During the company’s full-year results conference call, Nestlé chief financial officer (CFO) Wan Ling Martello said: “Kit Kat became the number one chocolate brand in Japan in 2012”.
Kit Kat Black launch
Miki Kanoh, media relations for Nestlé Japan told this site that the company’s source was Japanese official retailer panel data, which includes supermarkets, convenience stores and drug stores.
The data corresponds with figures from Euromonitor International.*
Kanoh said that Nestlé’s two main product lines, Kit Kat original and Kit Kat Black, had helped the brand to grow.
“Since Kit Kat Black was launched in September, it has been well received as a Kit Kat suitable for women aged from 20 to 39 who like sweetness that is just right for adults and a light texture.”
She said the light chocolate snack category was growing in Japan and Kit Kat Black was profiting.
Local tastes: green tea and wasabi
Nestlé has launched a variety of Kit Kat flavors that cater to local tastes in recent years such as green tea, wasabi, cantaloupe and soup flavors.

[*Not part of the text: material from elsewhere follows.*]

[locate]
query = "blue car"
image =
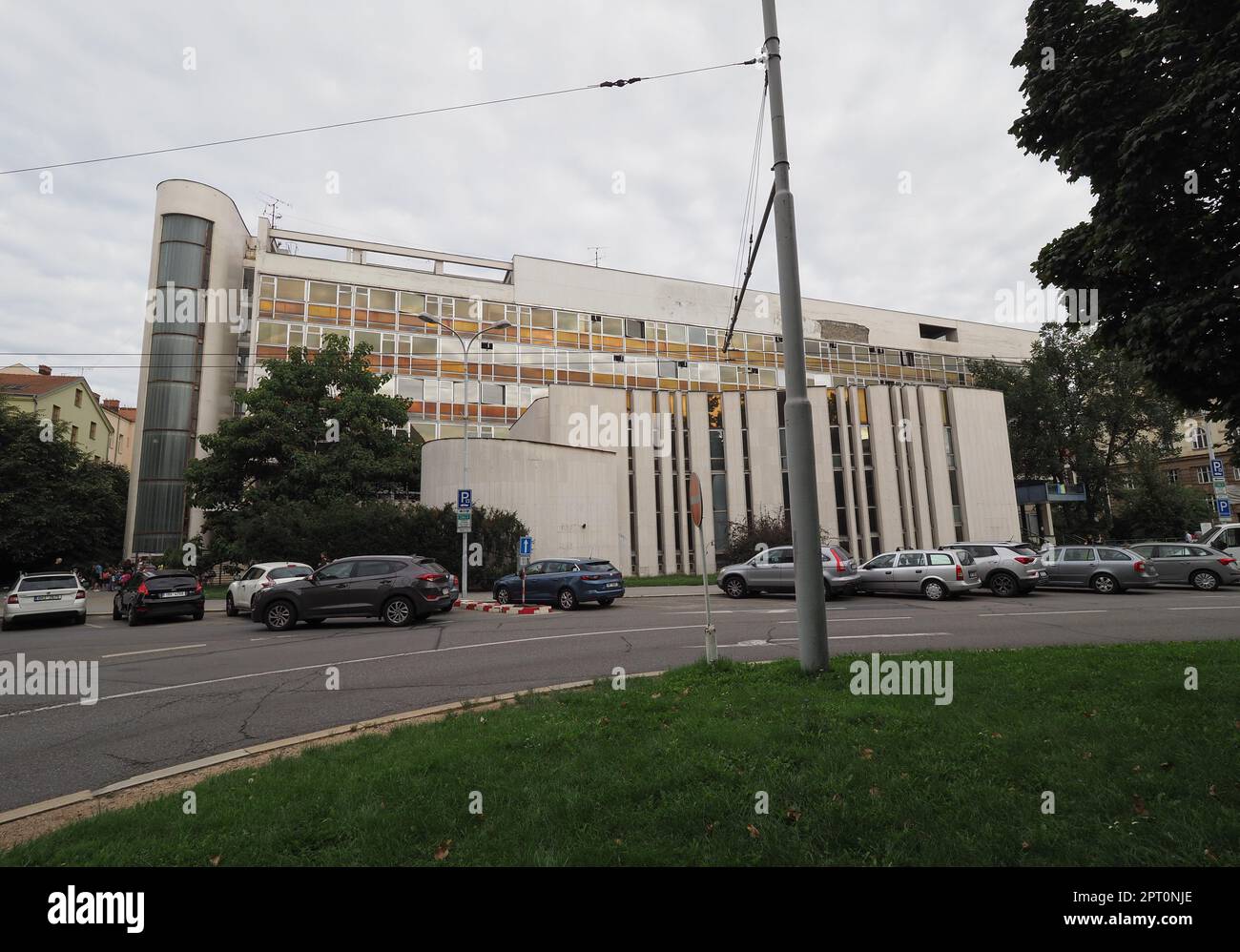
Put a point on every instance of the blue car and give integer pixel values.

Market Expansion Services group DKSH previously told this site that each country in Asia has a unique culture with different food preferences and manufacturers must tailor products for specific markets rather than attempting an all-encompassing Asia strategy.
Nestle spokesperson Kanoh added that her company’s emotion marketing campaigns for KitKat had also contributed to the brand’s growth.
‘Kitto Katsuto’ is a phrase in Kyushu dialect meaning “I am sure you will win [pass]”. Kanoh said the phrase sounded similar to the name Kit Kat.
“Thus, it began to be natural among students, mainly in Kyushu, to give each other a Kit Kat as a form of support around 2002. This practice then spread throughout Japan by word of mouth. Today, Kit Kats are brought by students into the exam hall, or given by people who support students (teachers, family, friends),” she said.
Domestic competition: Meiji
In spite of its launch of cheese chocolate, Japanese firm Meiji reported in November year-on-year chocolate sales declines provoked by a heat wave in Japan last summer.
However, Meiji is still the leading chocolate company in Japan with a 17.9% market share. Nestlé trails on 7.3% behind Korean firm Lotte and Japanese confectioner Morinaga.
The Japanese chocolate market is much more mature than surrounding countries in Asia. While markets such as China and Indonesia have recorded rapid growth in the past five years, the Japanese chocolate market has remained relatively flat on JPY 346.8 ($3.7bn), according to Euromonitor.
CORRECTION - This article previously stated that Euromonitor data showed Nestlé was the #2 chocolate brand in Japan behind Meiji. This was inaccurate as data for Meiji represented multiple Meiji brands.